A simple application of dirac delta shift theorem help

[Seda]

A "simple" application of dirac delta "shift theorem"...help

Homework Statement

show that for a, b, c, d positive:

δ(a/b-c/d) = bdδ(ad-bc)

Homework Equations

∫f(x)δ(x-a)dx = f(a)

The Attempt at a Solution

Ok so I start with

∫δ(a/b-c/d)f(x)dx

But I am not sure how to apply the shift theorem. It seems I need to somehow relate a/b and x so that I can get it in the form of the shift theorem. But trying integration by substitution I always get tangled up. If I let u=a/b, then I can't relate dx to du to intergrate.

If I just say let's call a/b as "x". then dx = what?

ugh, this is a simple problem too. Seems like its an easy canditate for one of the first proofs shown after learning about the shift theorem so I feel pretty dumb that I'm not sure even where to start...

 

[lanedance]

thats not quite the shift theorem but a integral prepty of the delta function, though maybe it is...

I'm thinking you may want to consider a substitution, now first can you solve
$$\int f(x)\delta(mx-c)dx$$

 

[lanedance]

then how about associating x with a, and then the something around the substitution ybd = xd-cd. I haven't totally nailed it but it feels close

 

[Seda]

thats not quite the shift theorem but a integral prepty of the delta function,

I'm thinking you may want to consider a substitution, now first can you solve
$$\int f(x)\delta(mx-c)dx$$

Let u= mx ; du = mdx

(1/m)∫f(u/m)δ(u-c)du

Zero everywhere except where u=c therefore ..

sorry, I'm stuck

 

[lanedance]

$$\int f(x)\delta(mx-c)dx$$

you pretty much has it, but I'd do as follows, let u = mx-c, then x=(u+c)/m, dx=du/m
$$\int f(\frac{u+c}{m})\delta(u)\frac{1}{m}du$$

which gives
$$\int f(x)\delta(mx-c)dx =\frac{1}{m} \int f(\frac{x+c}{m})\delta(u) du= \frac{1}{m} f(\frac{c}{m})$$

so you can see there are a few similarities in transformation to the original problem, it just working up the substitution correctly

 

[Seda]

But my equation doesn't even have an x. So that's where I get tangled up.
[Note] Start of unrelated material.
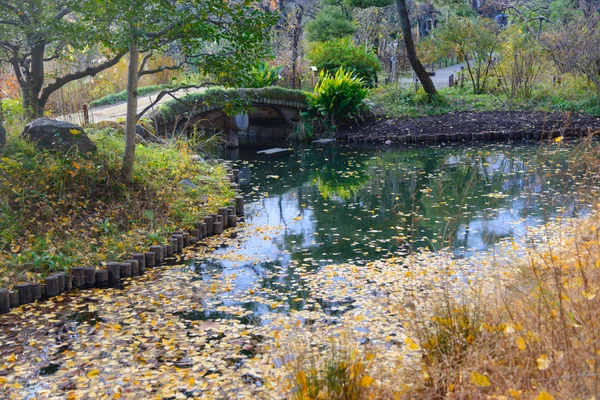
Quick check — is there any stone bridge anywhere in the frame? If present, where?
[150,87,307,148]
I'm missing something obvious.

What I mean is, no matter what I substitute, I'm not doing to be able to determine what to replace for dx.

 

[lanedance]

or how about letting x(a) = a/b-c/d, then y(a) = bdx(a) = ad-bc, and dy = bd.dx

then yo uhave sometihing like
$$\int \delta(bdy) dy= \int \delta(x)bd.dx$$